Тут сыграло роль и еще одно обстоятельство, связанное, так сказать, с литературной географией. Взрастившая Битова «питерская» литературная почва позволила и ему, и его товарищам развить стиль особо изысканный: они были более книжны, молодые ленинградцы, сравнительно со своими сверстниками в других концах России, более культурны в смысле литтехники, и менее просты. Если брать традиционные стадии всякого стиля — они были ближе к концу, к «манере», нежели к началу, к «архаике». Наиболее манерен и изыскан был Б. Бахтин. Ближе всех стоял к первозданной наивной простоте Андрей Битов. но даже и наиболее полнокровный из молодых ленинградцев, сразу нес на себе печать манеры. И соответственно острил — острил в «Одной стране», острил и «Таком долгом детстве».
Только чувство запоздалости продиктовало ему интонацию несколько особую: нетерпение, досаду, желание вырваться из круга остроумничанья, желание открыть ценности за этим студенчески изумленным антуражем,
Две повести, с которых начал Битов, открывают нам две стороны его первого состояния. В азиатских дневниках — непосредственная запись этого состояния, восторг существа, не знающего про себя ничего, кроме того, что оно, это существо, живет и удивляется. В «Таком долгом детстве», писавшемся параллельно, это существо взглянуло на себя как бы со стороны. И восторги застопорились.
Мощным сюжетным ударом Андрей Битов вышиб своего героя из той среды, которая позволяла этому остроумцу чувствовать себя в безопасности. Парня выгнали из института. За что — неизвестно. Но дело и не в том, за что. Битова интересует сам факт: теперь его герой, Кирилл Капустин, должен как-то жить. Его группа едет на практику. Он стоит на перроне, и его билет еще не успели аннулировать. Его зовут, тянут, он колеблется. Повесть написана все в той же орнаментальной манере, где старательно воспроизведенное пыхтение паровоза смешивается с криками студентов, зовущих Кирилла в вагон, и это коловращение впечатлений вытесняет из сознания героя почти всякую возможность выбора — он почти автоматически садится в вагон и едет… И он, как я уже говорил, продолжает острить, но во воем его невольничестве есть то, о чем можно сказать словами самого Битова: растерянное ухарство. Мир рассыпан на отдельные впечатления, они не вырастают одно из другого, а парадоксально стыкуются, монтируются (когда повесть Битова появилась, критики как раз ликовали по поводу того, что прозаики «учатся у кинематографа»). Но на сей раз в мозаичном потоке открылась иная, непраздничная сторона. Битов понял: в этом потоке: надо искать точку опоры.

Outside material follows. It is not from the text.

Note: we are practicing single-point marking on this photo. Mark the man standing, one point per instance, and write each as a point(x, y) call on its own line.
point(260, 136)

Он нашел ее подобно тому, как это сделала когда-то Гертруда Стайн, открывшая среди авангардистских метафорических метелей простую истину: «Роза — это роза».

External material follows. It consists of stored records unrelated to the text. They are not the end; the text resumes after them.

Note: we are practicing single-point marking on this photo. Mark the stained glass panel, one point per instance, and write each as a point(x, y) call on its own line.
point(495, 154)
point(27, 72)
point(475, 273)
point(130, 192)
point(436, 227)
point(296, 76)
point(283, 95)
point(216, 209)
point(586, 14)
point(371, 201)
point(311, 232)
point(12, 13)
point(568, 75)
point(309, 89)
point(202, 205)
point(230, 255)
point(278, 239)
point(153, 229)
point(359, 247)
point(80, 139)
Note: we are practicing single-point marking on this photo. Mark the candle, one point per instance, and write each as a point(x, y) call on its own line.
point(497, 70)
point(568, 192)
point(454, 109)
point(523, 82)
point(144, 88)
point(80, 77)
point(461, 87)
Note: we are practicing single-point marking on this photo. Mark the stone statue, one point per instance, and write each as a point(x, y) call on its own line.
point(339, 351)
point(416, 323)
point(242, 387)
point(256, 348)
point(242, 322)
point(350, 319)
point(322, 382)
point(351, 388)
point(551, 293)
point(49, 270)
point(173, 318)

«Шахта — это шахта», — сказал Битов. Гора и есть гора. Так говорят работяги. Даром тут не платят, говорят они. Но даром тут и не работают. Растерянный студент Кирилл Капустин стал учиться говорить «по-работяжьи». Он устроился на шахту и закрыл свои проблемы. Студенты — трепачи. Он уже «не любил их. Он ощущал свое превосходство». Он не любил их, потому что «постоянные» вообще не любят «временных». Работяги — люди, а эти — кто? «Полуумки-полудурки. Да вы… Да кто вы такие, на самом деле?! Идиоты… — закончил он громким шепотом». И остался на шахте, презрев своих.

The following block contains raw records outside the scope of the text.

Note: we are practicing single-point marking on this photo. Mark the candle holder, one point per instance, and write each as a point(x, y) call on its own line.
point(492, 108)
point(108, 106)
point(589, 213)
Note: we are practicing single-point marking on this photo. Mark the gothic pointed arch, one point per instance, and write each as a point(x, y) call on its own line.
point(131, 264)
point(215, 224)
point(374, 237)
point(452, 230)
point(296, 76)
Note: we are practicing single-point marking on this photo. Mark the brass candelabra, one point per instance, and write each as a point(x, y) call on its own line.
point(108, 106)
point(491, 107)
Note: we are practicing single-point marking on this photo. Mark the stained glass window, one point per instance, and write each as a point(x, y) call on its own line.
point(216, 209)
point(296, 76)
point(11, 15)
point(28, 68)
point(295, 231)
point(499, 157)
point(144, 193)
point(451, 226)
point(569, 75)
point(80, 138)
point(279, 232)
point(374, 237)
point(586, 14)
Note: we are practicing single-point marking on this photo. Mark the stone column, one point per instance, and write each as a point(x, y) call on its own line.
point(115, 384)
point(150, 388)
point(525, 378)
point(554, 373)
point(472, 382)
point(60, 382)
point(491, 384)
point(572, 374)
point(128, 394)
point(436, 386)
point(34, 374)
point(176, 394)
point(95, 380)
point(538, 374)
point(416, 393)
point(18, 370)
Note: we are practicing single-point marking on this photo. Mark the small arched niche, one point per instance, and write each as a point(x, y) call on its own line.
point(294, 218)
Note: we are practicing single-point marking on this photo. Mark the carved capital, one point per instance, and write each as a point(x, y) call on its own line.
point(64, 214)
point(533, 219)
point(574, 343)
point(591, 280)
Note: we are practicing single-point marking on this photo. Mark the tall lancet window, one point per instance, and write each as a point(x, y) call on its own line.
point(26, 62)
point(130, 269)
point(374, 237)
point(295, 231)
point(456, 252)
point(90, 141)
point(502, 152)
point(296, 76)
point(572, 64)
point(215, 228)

Надо сказать, что это сюжетное решение спасло Битова от критических ударов. Побить-то его побили, но все же и простили, и грозный В. Ермилов завершил короткую о нем дискуссию в «Литературной газете» отеческим каламбуром: «За Битова трех небитых дают». Повесть Битова получила вид на жительство чуть ли не как произведение о рабочем классе. Я и не против, но меня сейчас интересует другое: не внешне-тематический выход, а внутренняя логика становления личности.
Разумеется, демонстративный отказ Битова от модного молодежного стиля выдавал в нем глубокое беспокойство. Он означал для него самостоятельное решение: правда не здесь.
Где же?
Он не знал еще.
Его герой мог бы сказать о себе словами молодой писательницы: «Я птичка, севшая не на ту ветку», если бы не боялся быть сентиментальным. Этот герой забросал открывшийся в душе вопрос кусками породы. Он стал ворчать «по-работяжьи». А потом, весьма кстати, его вообще взяли в армию. Так все и решилось. Само собой. Битов не вынес той тяжести выбора, которая ложится на плечи человека, если он выбирает сам. Но на какое-то мгновение он испытал эту тяжесть. Он узнал, что она существует.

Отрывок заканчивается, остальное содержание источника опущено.